İYİ Parti lideri Meral Akşener, TBMM İYİ Parti Grup toplantısında açıklamalarda bulundu. Akşener, çarşıda pazarda, mutfakta yangın olduğuna dikkat çekerek, "Sen yandaşa vergi affı koy, sonra esnaf kredi borcu altında ezilsin. Yok öyle yağma sayın Erdoğan" ifadelerini kullandı.
Akşener'in açıklamaları şu şekilde:
"Murat’ın sevmeyeni çoktur. Çünkü bilirler ki Murat İde iyidir cesurdur. Söyle o zaman Murat nerelerdesin? Hakaret ettiler diye susacak mısın? Dayak yediler diye susacak mısın? Allah razı olsun kardeşim. Hatay ve Kahramanmaraş’taki orman yangınları canımızı yaktı. Cennet doğamızı yakanları yüce Allah’a havale ediyorum. Bu işin arkasında hayata ve insana dair her şeye düşman olan terör örgütünün olduğuna dair şüpheler var. PKK’nın gerçek yüzünü bütün dünyaya göstermek en başta hükümetin işidir. Cumhurbaşkanlığı İletişim Başkanlığı trolleriyle bizi saldırıyorlar.
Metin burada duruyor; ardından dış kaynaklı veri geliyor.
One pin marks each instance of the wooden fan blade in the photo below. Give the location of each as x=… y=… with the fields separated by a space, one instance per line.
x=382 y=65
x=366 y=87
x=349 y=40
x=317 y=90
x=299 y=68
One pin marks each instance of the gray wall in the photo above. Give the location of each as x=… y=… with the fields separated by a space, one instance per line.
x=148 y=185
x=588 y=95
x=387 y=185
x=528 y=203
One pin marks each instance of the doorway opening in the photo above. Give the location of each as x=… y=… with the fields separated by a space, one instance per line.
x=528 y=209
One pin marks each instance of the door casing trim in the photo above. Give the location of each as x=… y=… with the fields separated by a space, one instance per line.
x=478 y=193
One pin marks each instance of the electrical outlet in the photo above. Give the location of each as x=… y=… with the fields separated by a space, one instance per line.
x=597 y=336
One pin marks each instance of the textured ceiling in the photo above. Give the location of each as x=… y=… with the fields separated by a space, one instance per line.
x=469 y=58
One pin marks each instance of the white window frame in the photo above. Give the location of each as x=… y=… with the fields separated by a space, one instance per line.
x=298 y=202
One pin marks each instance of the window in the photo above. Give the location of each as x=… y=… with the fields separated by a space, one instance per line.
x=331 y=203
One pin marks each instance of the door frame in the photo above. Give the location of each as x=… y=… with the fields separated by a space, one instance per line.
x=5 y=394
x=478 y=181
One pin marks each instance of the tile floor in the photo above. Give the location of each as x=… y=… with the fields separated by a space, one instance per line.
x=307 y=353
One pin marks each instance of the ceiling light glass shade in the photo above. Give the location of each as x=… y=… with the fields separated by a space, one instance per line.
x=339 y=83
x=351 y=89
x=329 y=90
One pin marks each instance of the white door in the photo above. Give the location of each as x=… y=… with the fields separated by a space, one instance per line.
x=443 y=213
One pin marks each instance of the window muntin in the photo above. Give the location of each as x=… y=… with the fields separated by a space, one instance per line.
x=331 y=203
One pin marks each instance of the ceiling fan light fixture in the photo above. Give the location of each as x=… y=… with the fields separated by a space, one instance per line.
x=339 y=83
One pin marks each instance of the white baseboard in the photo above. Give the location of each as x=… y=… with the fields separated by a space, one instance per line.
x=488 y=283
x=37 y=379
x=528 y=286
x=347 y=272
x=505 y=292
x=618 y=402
Bir çok elçimiz bir tweet bile atmamışlar.
"ŞÜPHESİZ BUNDAN SONRA DA BAŞKA MASALAR KURULACAK"
Oysa bu alçaklık bütün dünyada yankılanmalıydı ama olmadı. Çünkü bunu yapmak için liyakat, devlet ciddiyeti, vatan sevgisi gerekir. Bu vesileyle vatan sevgisi gösterip alevlerle mücadele eden itfaiyelerimizi, orman işçilerini, sağlık görevlilerini tebrik ediyorum. Millet, o yangının bir rant yangını olmasından endişe ediyor. Bir an önce ağaçlandırma çalışmaları yapıp milletin endişelerini giderin."
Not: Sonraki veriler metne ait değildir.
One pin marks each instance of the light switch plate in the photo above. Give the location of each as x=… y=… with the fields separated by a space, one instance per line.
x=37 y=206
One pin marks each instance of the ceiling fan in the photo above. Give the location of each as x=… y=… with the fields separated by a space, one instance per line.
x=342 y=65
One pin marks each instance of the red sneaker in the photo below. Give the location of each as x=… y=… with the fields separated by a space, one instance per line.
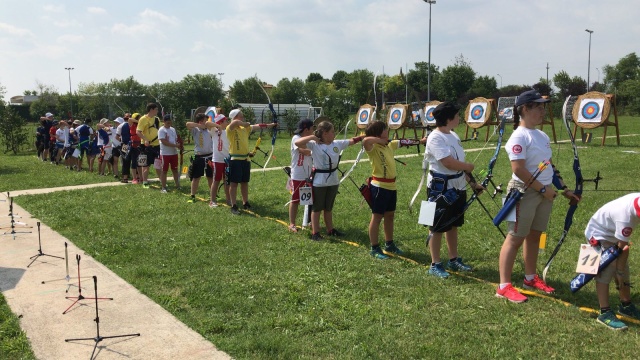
x=538 y=284
x=510 y=293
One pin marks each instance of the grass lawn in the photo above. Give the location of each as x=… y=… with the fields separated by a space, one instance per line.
x=257 y=291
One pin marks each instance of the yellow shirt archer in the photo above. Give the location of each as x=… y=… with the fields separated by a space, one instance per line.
x=239 y=142
x=149 y=129
x=383 y=164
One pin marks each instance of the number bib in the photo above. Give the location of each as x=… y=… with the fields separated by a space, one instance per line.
x=305 y=195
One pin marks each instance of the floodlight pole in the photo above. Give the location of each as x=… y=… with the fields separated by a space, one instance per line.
x=430 y=2
x=70 y=99
x=589 y=60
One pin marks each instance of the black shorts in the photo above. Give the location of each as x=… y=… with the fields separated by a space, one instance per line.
x=383 y=200
x=200 y=167
x=239 y=171
x=445 y=212
x=152 y=153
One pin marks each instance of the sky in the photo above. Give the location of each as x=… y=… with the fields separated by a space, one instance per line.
x=162 y=41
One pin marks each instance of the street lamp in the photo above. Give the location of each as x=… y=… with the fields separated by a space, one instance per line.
x=589 y=61
x=70 y=99
x=430 y=2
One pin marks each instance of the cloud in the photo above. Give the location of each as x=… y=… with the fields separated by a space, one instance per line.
x=13 y=30
x=96 y=10
x=70 y=39
x=58 y=9
x=150 y=22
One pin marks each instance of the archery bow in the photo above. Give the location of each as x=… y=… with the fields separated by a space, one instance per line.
x=274 y=130
x=573 y=204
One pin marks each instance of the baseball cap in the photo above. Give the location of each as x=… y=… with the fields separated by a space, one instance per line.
x=234 y=113
x=446 y=110
x=303 y=125
x=529 y=97
x=219 y=119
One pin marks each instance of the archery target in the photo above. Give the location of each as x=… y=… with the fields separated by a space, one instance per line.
x=211 y=113
x=397 y=114
x=366 y=115
x=429 y=120
x=591 y=110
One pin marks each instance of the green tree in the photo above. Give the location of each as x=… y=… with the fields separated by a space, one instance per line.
x=456 y=80
x=340 y=79
x=12 y=129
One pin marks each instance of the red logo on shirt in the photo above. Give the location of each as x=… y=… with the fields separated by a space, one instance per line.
x=517 y=149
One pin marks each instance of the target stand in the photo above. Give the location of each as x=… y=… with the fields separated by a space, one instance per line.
x=592 y=110
x=480 y=112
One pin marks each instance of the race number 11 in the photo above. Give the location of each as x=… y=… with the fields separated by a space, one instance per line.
x=588 y=260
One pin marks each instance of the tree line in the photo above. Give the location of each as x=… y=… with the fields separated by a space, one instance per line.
x=339 y=96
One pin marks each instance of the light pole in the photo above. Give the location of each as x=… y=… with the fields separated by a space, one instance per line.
x=430 y=2
x=70 y=99
x=589 y=61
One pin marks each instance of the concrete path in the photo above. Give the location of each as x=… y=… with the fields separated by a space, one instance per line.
x=40 y=306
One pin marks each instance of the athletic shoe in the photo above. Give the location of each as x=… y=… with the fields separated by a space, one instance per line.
x=538 y=284
x=438 y=270
x=458 y=265
x=510 y=293
x=377 y=253
x=630 y=311
x=392 y=248
x=610 y=320
x=335 y=232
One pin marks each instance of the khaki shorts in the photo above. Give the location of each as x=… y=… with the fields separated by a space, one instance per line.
x=605 y=276
x=532 y=211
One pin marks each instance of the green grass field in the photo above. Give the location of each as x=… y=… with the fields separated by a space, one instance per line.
x=257 y=291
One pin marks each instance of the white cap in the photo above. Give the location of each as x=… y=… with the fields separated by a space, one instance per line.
x=234 y=113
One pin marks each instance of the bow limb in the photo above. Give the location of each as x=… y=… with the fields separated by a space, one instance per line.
x=346 y=175
x=274 y=130
x=573 y=204
x=421 y=184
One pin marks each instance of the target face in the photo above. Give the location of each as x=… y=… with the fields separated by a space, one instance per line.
x=477 y=112
x=396 y=115
x=363 y=117
x=590 y=110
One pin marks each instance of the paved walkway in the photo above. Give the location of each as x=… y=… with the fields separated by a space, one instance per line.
x=40 y=306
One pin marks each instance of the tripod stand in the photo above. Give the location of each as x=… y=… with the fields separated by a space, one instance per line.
x=40 y=253
x=13 y=222
x=98 y=338
x=80 y=297
x=68 y=278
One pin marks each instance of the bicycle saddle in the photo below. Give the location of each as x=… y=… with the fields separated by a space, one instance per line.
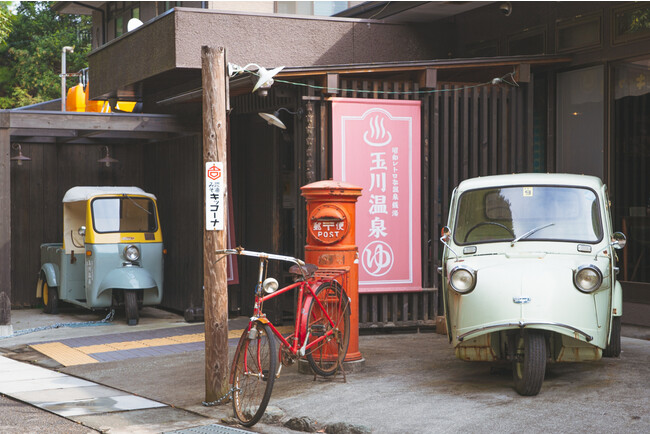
x=307 y=269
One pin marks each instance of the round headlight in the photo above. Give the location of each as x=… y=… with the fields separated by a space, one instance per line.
x=588 y=278
x=131 y=253
x=270 y=285
x=462 y=279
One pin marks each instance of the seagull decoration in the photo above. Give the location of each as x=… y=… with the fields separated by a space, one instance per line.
x=265 y=76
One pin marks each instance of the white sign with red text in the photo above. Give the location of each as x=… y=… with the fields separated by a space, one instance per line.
x=376 y=145
x=214 y=205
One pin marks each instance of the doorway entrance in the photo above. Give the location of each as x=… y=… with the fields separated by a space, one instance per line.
x=632 y=175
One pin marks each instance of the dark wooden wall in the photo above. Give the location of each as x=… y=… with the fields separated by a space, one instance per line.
x=173 y=171
x=170 y=169
x=474 y=132
x=37 y=188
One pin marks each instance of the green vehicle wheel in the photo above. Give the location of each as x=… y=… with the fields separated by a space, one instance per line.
x=614 y=347
x=131 y=307
x=50 y=297
x=529 y=363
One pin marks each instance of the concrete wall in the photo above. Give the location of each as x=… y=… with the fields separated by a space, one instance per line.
x=174 y=41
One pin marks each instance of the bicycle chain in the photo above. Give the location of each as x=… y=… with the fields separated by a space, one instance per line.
x=218 y=401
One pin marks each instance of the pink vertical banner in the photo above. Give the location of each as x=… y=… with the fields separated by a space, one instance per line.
x=376 y=145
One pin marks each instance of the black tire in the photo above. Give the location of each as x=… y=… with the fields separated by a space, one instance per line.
x=253 y=372
x=50 y=298
x=529 y=364
x=326 y=357
x=131 y=307
x=613 y=349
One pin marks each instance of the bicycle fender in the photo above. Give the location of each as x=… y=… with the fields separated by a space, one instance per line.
x=239 y=344
x=304 y=317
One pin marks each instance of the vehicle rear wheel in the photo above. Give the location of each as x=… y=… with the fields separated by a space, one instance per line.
x=253 y=372
x=529 y=363
x=131 y=307
x=614 y=347
x=327 y=356
x=50 y=298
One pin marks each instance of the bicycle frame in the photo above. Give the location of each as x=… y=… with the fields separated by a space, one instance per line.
x=299 y=345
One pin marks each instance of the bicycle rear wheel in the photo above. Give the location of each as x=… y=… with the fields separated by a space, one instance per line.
x=326 y=357
x=254 y=368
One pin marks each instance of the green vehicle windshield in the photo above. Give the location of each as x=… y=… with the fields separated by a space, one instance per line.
x=124 y=214
x=528 y=213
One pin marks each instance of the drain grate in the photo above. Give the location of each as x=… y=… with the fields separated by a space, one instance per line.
x=211 y=429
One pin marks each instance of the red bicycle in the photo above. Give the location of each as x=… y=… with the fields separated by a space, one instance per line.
x=321 y=333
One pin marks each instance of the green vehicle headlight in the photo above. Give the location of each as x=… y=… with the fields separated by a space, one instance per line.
x=587 y=278
x=131 y=253
x=462 y=279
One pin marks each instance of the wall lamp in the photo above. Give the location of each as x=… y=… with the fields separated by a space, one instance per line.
x=20 y=158
x=107 y=159
x=274 y=119
x=265 y=80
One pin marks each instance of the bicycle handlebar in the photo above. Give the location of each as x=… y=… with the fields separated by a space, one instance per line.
x=242 y=251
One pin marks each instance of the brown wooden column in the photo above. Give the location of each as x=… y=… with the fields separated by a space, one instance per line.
x=213 y=61
x=5 y=225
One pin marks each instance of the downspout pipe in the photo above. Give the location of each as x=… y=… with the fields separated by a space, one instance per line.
x=64 y=50
x=102 y=12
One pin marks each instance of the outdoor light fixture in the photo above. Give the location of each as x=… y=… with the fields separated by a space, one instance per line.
x=133 y=24
x=265 y=80
x=20 y=157
x=107 y=160
x=274 y=119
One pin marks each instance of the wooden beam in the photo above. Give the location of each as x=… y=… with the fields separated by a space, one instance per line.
x=5 y=232
x=213 y=64
x=429 y=78
x=522 y=73
x=331 y=84
x=41 y=120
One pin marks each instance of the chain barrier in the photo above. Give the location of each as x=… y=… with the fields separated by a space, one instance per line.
x=220 y=400
x=105 y=321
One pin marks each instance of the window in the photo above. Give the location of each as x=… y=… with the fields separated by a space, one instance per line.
x=579 y=33
x=529 y=42
x=631 y=22
x=124 y=214
x=531 y=213
x=580 y=120
x=319 y=8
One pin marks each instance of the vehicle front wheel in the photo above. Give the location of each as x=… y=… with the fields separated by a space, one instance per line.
x=614 y=347
x=131 y=307
x=529 y=363
x=50 y=297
Moskova’daki ateşkes masasından kalktıktan birkaç saat sonra Gence’de sivillere saldıran bu gözü dünmüşlüğe bir son verilmeli. Artık Türkiye kurulacak bir masada olmalıdır. Sayın Aliyev, yaptığı açıklamada Türkiye’nin masada olmasını belirtmişti. Kardeşlerimizle olamamız gereken masa bizim için ar meselesidir. Daha haziran ayında Türkiye’ye uyguladığı silah ambargosunu kaldıran Kanada, Ermeni diyasporasının baskısıyla yeniden ambargo uyguladı. Şüphesiz bundan sonra da başka masalar kurulacak. Türkiye, o masalarda kardeşiyle yan yana oturmalıdır. Bunu Azerbaycan’ın yanlık olmadığını dosta düşmana göstermek için yapmalıdır."
"ÇARŞIDA, PAZARDA, MUTFAKTA YANGIN VAR"
"Karabağ, sadece Azerbaycan Türk Devleti’nin değil, bu büyük coğrafyadaki her Türk’ün derdidir. Geçen hafta Giresun ve Yozgat’taydık. Her yeni durakta daha kötü bir tabloyla karşı karşıya kalıyoruz. Çarşıda, pazarda, mutfakta yangın var. Tüm hedefleri düşürdüler ama uçuyoruz diye masal anlatıyorlar. Eskiden uçuyoruz, ekonomik kriz yok diyebiliyordu ama şimdi diyemiyor. Şimdi sabır diyor. Sayın Erdoğan sen önce 500 milyon dolarlık uçağını sat, şatafattan vazgeç. Yandaş vergi affına, sarayın masraflarından bir kuruş tasarruf etmeye gelince sabır yok. İş bulamayan gence, uzaktan eğitim için çocuğuna bilgisayar alamayan babaya gelince sabır var. Geçeceksin bunları Sayın Erdoğan."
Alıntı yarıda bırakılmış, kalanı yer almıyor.